Selectively Prerender Video

wnkinc wrote on 7/25/2008, 2:17 PM
when do i use this,
do i preform Selectively Prerender Video every time before i save to the computer?
when should i prerender?
.
and when i save this for a DVD, or for a you tube page is their a recommended template.?

l when i saved a 40secound video its size came to 500mbs,

other then putting it into the windows movie maker and saving it again,
can i reduce the size.?

one last question.

i have 50 cuts, lets say i change the chroma keyer to one of my cuts,
and i like it, can i get the other 49 to adjust all together. without doing each one manually.

Comments

Chienworks wrote on 7/25/2008, 3:31 PM
You never *have* to prerender; it's never required. The only time i ever prerender is if i have a complex transition or effect and i want to watch it in real-time in the preview window, and generally i'm doing a RAM prerender of a couple of seconds of the timeline. Other than that, i never prerender anything.

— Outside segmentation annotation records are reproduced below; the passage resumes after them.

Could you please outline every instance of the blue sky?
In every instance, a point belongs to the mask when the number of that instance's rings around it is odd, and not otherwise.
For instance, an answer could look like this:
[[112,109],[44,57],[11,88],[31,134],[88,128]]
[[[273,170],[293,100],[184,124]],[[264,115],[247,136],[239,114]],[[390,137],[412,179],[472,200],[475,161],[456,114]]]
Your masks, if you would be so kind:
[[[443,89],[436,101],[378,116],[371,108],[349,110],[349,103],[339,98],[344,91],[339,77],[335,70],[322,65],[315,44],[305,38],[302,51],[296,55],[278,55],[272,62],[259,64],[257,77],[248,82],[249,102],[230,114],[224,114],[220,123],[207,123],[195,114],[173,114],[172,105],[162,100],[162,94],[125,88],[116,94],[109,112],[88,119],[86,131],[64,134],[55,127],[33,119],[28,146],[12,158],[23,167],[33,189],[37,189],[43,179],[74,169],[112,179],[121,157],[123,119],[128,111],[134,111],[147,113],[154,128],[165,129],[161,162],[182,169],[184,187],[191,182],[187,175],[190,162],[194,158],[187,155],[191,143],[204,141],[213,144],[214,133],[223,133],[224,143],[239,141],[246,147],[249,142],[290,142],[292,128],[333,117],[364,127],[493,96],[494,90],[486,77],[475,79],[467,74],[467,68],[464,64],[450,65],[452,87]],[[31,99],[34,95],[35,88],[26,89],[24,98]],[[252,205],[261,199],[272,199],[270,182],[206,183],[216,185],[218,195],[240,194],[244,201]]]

DVDs are always MPEG2. You can either render the video to MPEG2 (use the NTSC DVD Architect or PAL DVD Architect templates) and then render the audio separately to WAV or AC3, or you can render to a DV .avi file and have DVD Architect convert it to MPEG2 for you.

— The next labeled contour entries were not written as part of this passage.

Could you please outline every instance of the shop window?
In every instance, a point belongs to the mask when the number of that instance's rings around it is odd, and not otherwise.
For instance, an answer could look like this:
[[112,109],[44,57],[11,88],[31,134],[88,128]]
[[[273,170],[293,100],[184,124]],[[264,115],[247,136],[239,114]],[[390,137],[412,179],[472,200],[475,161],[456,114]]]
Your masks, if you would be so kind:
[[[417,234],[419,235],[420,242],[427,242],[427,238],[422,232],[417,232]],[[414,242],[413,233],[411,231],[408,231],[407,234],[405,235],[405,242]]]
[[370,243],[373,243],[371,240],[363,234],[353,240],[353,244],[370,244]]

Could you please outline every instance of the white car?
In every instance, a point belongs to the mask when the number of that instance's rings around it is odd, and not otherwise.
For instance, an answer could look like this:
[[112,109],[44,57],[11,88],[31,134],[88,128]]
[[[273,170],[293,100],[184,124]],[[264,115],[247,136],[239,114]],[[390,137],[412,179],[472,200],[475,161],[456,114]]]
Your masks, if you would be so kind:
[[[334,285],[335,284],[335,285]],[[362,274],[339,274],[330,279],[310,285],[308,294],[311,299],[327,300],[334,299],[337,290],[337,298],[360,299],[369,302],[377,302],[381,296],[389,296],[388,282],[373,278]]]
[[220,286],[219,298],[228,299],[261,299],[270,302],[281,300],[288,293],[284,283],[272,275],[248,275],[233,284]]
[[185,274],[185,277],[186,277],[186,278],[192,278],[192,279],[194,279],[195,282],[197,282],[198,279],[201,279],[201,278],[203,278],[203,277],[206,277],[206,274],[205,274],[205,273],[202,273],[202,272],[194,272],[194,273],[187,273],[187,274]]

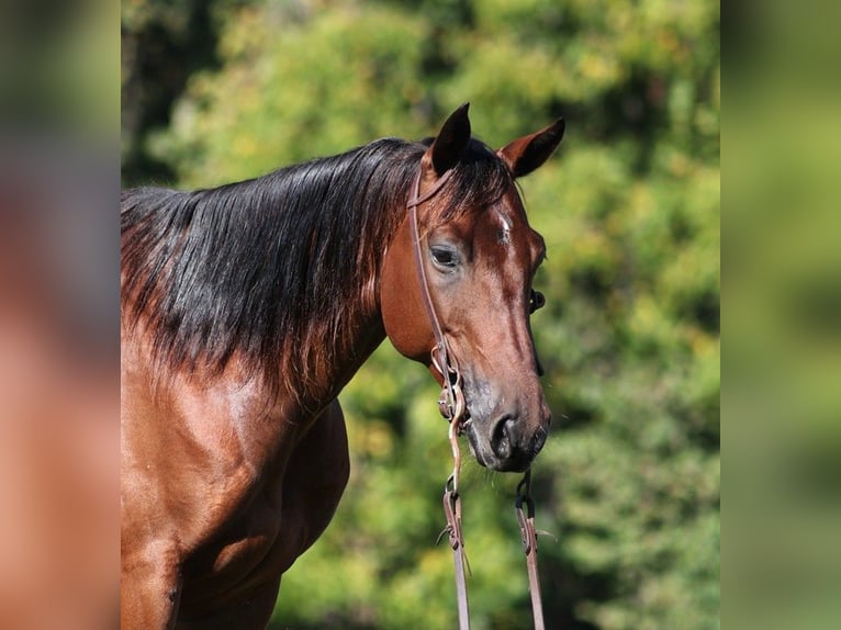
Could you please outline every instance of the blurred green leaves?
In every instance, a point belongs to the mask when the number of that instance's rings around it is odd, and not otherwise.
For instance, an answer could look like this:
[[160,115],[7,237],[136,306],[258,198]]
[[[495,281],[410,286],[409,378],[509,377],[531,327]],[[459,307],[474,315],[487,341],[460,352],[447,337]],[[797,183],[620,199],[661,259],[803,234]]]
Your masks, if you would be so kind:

I haven't done youtube so i'll let more experience people handle that one.

Rendered file size is determined solely by the duration and the bitrate. Use a lower bitrate and the file will be smaller. These are adjustable in the custom options for most formats.

I'm not sure about Vegas Studio, but in the full version you can select an event, press Ctrl-C to copy it, right-mouse-button click on the next and choose select events to end, then right-mouse-button click again and choose paste event attributes. This copies all effect information to all the rest of the events. It also copies pan/crop settings and any other effect settings that you didn't want to copy, so this may be of limited use even if the studio version has it.

Alternatively, you could put all the chroma-keyed events on their own separate track and add the chroma-keyer effect to the track header instead of to the individual events. This way any settings are applied to all events in that track all at once.